I am trying to read some specific ids from a large file 5GB.
For Ex below is the sample file having columns ['ID','Fruit Name']
ID Fruit Name
'234' Orange
'789' Grapes
'567' Fig
'412' Carrot
'589' Apple
'609' Pomegranate
'778' Mango
'889' Date
'999' Banana
'101' Strawberry
Trying to read some specific IDs from above file by below code. It takes a first whole file into memory then perform extraction data of specific ID. Could this process be done in another way such that without loading whole file only specific ID data can be extracted.
df=pd.read_csv("fruit.csv")
df=df[df.isin(['101','567']).any(1).values]
Please suggest idea of doing above use case with pandas or context manager in python.
CodePudding user response:
You can treat the file as a text file and read the lines one by one without loading them to the memory. If any line match the condition append it to the dataframe
with open('fruit.csv', 'r', encoding='utf-8') as f:
df = pd.DataFrame(columns=next(f).strip().split(','))
for line in f:
values = line.strip().split(',')
if values[0] in ["'101'", "'567'"]:
df.loc[len(df)] = values
print(df)
Output
ID Fruit Name
0 '567' Fig
1 '101' Strawberry
CodePudding user response:
DataFrame and "query" function are for fast manipulation.

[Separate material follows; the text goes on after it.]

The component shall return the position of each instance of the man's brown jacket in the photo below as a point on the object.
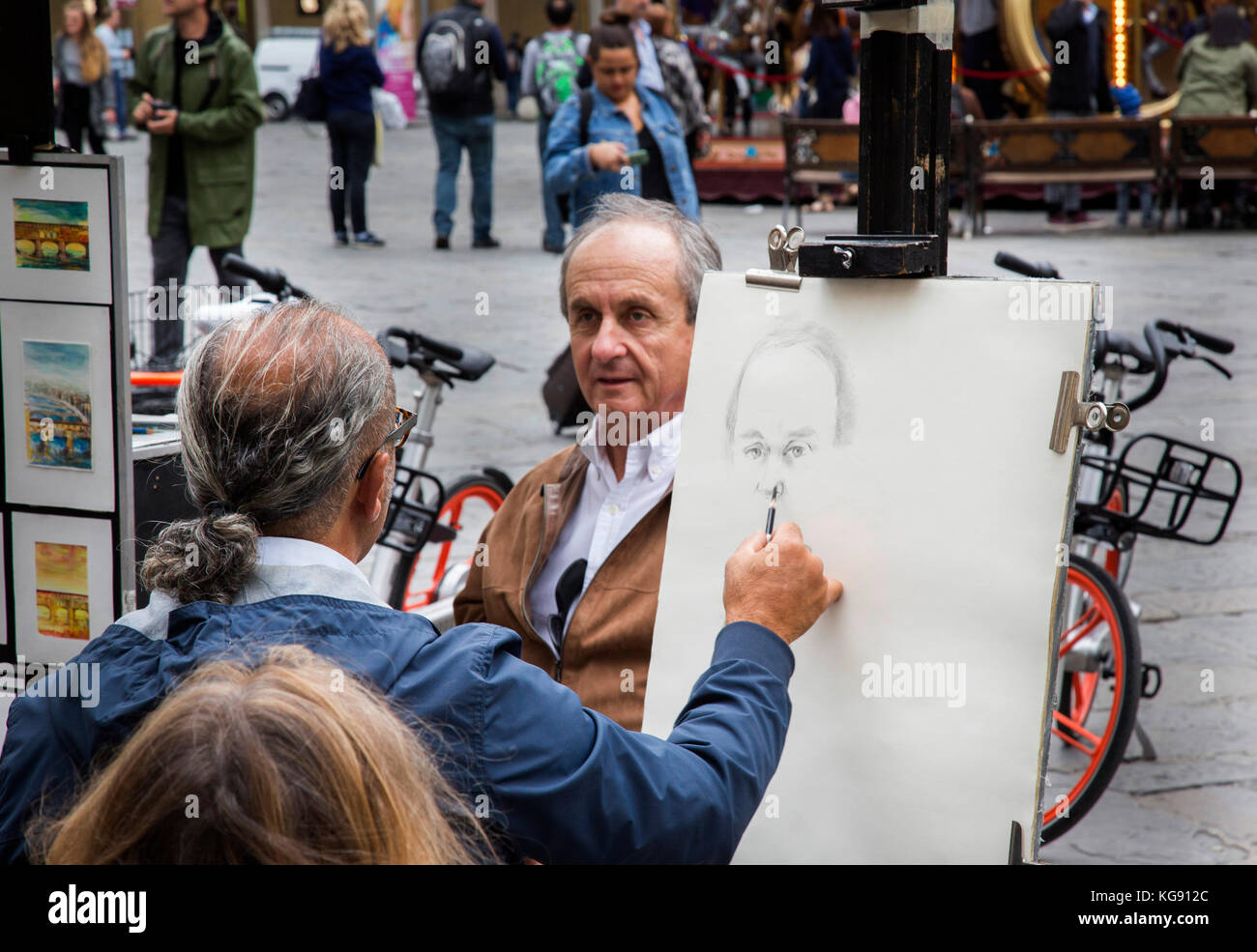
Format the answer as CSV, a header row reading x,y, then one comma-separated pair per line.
x,y
606,649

data convert to DataFrame and use "query":
df = pd.read_csv("fruit.csv")
df = pd.DataFrame(df)
df.query('ID >101 and ID < 567')
print(df)
CodePudding user response:
An approach similar to that of @Guy, but using the DataFrame constructor to avoid the repeated loc
assignment:
with open('fruits.csv') as f:
cols = next(f).strip().split(',')
S = {'101', '567'}
df = pd.DataFrame([l for x in f
if (l:=x.rstrip().split(','))[0] in S],
columns=cols
)
print(df)
output:
ID Fruit Name
0 567 Fig
1 101 Strawberry
used input csv:
ID,Fruit Name
234,Orange
789,Grapes
567,Fig
412,Carrot
589,Apple
609,Pomegranate
778,Mango
889,Date
999,Banana
101,Strawberry